Il fotografo con il suo lavoro presenta giocoforza una parte infinitamente piccola rispetto a quanto succede quotidianamente nel mondo, e tuttavia esso risulta estremamente importante per rendere il notevole impatto emotivo e morale che possono trasmettere anche pochi scatti.
Stupenda, ad esempio, la serie di foto su Madre Teresa di Calcutta. Io prenderei come messaggio emblematico quella dove lei stringe al grembo un bambino. Se una foto può essere di aiuto a tutti quelli che hanno nelle loro mani il destino del mondo, io suggerirei di partire da questo scatto. Oggi abbiamo bisogno di persone che uniscano e non dividano. Di gente che trasmetta amore e non odio. Gli scatti esposti e pubblicati nel catalogo non sono stati commissionati ma scelti personalmente da Raghu Rai. Avevo chiesto al Maestro indiano almeno una foto di Madre Teresa, poi l'invito ricevuto dal Vaticano per partecipare alla canonizzazione di questa straordinaria creatura, evidentemente, lo ha fatto propendere per una serie di scatti a lei dedicati.
Lo spirito del “Premio Werner Bischof”, rappresentato da quel flauto che un bambino solitario suonava lungo i percorsi delle Ande peruviane, e che fu uno degli ultimi scatti del grande fotografo svizzero (pubblicato dopo che un incidente stradale gli aveva tolto la vita) ben si addice all'assegnazione di esso al fotografo indiano.

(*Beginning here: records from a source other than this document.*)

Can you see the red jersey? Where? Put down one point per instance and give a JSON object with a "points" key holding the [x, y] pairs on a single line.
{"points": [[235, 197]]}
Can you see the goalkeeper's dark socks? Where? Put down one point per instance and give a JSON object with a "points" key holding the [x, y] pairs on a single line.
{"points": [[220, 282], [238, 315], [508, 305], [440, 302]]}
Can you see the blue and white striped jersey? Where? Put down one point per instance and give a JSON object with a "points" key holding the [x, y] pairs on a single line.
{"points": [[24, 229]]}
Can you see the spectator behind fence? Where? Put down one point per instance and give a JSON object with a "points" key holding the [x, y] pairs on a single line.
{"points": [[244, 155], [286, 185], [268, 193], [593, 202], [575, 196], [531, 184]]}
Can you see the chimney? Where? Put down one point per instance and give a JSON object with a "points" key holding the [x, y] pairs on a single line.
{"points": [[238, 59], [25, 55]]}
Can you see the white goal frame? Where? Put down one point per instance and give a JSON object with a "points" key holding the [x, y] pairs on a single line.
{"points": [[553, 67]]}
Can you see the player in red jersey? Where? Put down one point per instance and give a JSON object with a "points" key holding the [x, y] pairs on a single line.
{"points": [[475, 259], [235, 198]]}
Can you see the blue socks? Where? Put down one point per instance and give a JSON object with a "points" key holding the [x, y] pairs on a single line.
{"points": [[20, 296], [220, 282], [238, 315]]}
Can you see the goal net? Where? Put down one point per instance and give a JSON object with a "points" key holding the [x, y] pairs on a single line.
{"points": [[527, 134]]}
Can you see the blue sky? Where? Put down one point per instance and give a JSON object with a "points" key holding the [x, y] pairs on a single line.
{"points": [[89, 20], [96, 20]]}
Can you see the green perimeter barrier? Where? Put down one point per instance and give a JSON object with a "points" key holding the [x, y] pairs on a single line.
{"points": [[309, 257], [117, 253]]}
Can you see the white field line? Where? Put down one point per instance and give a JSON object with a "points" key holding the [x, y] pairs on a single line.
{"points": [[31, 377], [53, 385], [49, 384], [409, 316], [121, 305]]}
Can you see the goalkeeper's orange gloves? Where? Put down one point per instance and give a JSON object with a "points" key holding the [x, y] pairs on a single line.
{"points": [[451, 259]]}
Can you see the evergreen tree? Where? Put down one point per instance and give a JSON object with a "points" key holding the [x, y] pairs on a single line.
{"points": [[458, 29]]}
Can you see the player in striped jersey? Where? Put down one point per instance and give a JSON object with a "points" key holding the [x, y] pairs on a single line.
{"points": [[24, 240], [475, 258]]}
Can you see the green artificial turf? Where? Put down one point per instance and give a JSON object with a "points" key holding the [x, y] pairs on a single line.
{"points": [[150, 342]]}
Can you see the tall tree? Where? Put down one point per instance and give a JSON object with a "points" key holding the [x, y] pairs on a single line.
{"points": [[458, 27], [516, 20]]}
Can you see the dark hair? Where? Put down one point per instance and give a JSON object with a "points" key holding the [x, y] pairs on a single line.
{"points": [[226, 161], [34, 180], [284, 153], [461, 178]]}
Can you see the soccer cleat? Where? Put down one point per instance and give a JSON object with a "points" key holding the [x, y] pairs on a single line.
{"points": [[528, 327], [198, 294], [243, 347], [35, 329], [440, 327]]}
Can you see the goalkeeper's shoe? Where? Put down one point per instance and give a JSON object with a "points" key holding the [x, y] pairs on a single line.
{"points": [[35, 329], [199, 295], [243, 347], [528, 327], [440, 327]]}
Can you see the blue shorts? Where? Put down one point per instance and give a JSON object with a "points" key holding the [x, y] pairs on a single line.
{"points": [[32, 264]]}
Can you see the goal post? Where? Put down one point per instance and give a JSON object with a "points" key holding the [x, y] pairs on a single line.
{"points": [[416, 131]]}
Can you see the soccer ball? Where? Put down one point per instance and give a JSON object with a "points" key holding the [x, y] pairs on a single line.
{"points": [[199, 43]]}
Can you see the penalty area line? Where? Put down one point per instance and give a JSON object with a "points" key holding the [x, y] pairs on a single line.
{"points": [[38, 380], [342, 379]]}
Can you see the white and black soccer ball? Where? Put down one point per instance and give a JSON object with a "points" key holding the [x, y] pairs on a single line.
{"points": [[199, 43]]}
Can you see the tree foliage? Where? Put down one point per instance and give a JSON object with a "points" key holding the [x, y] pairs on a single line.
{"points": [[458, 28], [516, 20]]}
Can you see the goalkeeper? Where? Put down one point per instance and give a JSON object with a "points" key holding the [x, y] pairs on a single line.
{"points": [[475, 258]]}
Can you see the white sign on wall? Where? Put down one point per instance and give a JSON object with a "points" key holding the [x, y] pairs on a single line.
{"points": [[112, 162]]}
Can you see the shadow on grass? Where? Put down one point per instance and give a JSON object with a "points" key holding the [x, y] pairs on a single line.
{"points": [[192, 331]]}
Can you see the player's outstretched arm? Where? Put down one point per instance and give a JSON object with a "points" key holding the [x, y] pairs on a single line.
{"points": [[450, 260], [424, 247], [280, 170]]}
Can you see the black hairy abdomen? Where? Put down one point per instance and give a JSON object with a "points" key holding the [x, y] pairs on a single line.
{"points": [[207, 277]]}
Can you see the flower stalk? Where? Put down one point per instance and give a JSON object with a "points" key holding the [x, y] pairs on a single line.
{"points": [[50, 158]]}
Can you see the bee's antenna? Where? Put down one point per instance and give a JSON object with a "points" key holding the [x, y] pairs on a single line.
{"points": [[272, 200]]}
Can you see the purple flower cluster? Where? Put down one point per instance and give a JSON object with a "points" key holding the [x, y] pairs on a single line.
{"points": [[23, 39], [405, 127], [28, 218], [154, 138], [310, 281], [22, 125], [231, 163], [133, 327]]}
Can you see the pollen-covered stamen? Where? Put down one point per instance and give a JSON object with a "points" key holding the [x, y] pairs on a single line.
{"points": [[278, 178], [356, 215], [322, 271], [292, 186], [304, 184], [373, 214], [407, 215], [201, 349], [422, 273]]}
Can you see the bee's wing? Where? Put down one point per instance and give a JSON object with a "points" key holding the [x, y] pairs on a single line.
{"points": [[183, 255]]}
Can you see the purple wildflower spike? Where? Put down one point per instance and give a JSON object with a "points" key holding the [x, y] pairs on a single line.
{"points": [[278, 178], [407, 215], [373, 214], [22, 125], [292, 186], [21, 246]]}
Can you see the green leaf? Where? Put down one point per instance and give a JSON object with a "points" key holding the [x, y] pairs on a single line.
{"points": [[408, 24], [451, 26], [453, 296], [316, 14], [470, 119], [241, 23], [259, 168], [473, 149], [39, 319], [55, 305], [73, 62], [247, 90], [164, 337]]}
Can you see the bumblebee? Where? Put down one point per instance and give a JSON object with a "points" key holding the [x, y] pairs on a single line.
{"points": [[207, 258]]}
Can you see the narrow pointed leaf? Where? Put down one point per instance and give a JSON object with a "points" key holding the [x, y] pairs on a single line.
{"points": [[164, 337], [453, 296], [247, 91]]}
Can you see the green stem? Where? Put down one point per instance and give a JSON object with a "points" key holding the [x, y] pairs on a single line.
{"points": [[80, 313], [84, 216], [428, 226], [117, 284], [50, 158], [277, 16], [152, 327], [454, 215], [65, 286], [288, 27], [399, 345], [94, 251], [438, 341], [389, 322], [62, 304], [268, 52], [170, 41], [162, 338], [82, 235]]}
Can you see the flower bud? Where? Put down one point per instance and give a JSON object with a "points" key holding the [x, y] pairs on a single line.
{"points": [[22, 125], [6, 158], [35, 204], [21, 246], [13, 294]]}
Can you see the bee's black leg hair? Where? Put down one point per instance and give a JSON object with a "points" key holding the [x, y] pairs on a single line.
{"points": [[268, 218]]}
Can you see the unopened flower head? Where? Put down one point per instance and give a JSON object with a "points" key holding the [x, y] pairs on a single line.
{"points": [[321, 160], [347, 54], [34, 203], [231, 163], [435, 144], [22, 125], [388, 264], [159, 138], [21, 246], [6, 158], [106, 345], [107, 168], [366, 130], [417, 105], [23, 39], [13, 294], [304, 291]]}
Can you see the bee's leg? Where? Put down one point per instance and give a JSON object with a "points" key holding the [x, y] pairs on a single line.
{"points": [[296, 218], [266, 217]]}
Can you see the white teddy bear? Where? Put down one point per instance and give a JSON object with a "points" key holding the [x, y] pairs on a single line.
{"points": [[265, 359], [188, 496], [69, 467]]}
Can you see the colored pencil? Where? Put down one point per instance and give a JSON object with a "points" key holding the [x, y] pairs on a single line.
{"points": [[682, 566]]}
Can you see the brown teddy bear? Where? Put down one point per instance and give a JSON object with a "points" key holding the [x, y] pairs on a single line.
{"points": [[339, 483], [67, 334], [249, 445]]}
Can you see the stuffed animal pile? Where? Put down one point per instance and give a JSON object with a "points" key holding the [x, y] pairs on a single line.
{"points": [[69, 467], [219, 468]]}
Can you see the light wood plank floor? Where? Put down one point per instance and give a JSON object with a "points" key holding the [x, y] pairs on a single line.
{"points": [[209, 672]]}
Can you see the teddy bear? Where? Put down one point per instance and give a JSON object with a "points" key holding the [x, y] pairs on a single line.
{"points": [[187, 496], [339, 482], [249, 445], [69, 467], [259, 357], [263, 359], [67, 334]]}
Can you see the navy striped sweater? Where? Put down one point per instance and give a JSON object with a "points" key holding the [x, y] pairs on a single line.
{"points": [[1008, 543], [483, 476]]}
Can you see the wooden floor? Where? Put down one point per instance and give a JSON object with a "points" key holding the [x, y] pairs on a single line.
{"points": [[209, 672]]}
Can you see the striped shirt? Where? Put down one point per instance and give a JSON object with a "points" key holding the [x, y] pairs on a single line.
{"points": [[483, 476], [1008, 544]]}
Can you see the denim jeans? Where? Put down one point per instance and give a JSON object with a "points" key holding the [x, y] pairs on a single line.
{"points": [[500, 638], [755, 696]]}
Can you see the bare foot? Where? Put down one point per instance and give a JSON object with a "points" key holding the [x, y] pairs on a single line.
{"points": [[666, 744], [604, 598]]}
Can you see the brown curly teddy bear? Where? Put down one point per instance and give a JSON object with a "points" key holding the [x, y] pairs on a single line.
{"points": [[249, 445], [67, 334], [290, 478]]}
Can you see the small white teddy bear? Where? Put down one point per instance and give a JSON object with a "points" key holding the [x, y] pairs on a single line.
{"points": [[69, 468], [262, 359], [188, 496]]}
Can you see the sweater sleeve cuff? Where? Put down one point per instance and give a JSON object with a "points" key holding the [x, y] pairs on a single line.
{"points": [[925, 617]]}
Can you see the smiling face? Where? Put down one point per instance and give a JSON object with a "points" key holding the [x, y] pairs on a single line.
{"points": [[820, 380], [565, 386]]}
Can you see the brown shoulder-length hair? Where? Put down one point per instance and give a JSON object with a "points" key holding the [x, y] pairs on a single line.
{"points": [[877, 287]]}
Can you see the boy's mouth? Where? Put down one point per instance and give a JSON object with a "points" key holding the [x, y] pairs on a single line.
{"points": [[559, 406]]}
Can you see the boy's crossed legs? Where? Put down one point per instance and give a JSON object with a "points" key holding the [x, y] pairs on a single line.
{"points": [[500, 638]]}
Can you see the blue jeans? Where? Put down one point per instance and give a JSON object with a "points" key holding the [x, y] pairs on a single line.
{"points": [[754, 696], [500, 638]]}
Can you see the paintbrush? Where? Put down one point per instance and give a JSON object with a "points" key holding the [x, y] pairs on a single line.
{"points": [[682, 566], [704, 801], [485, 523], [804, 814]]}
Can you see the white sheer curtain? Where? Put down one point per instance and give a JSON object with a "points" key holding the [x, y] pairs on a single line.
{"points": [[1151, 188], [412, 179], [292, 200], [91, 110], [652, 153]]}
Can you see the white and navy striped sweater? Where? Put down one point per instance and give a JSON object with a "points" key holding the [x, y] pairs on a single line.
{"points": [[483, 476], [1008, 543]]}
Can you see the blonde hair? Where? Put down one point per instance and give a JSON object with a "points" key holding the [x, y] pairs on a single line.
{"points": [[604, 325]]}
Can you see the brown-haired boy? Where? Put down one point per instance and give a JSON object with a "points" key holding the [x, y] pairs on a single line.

La comunità di Zungoli, per aver avuto e condiviso questo grande privilegio di ospitare Raghu Rai, certamente avrà aggiunto un tassello importante a un progetto artistico e culturale negli anni a seguire. Proprio al sindaco di Zungoli Paolo Caruso voglio rivolgere un ringraziamento speciale, che dedico anche a Raimondo Bultrini, corrispondente dall'Asia di "La Repubblica", a Paolo Speranza, direttore di “Quaderni di Cinemasud”, e a tutti gli altri che, ciascuno per la propria parte, hanno contribuito all'esito positivo dell' evento.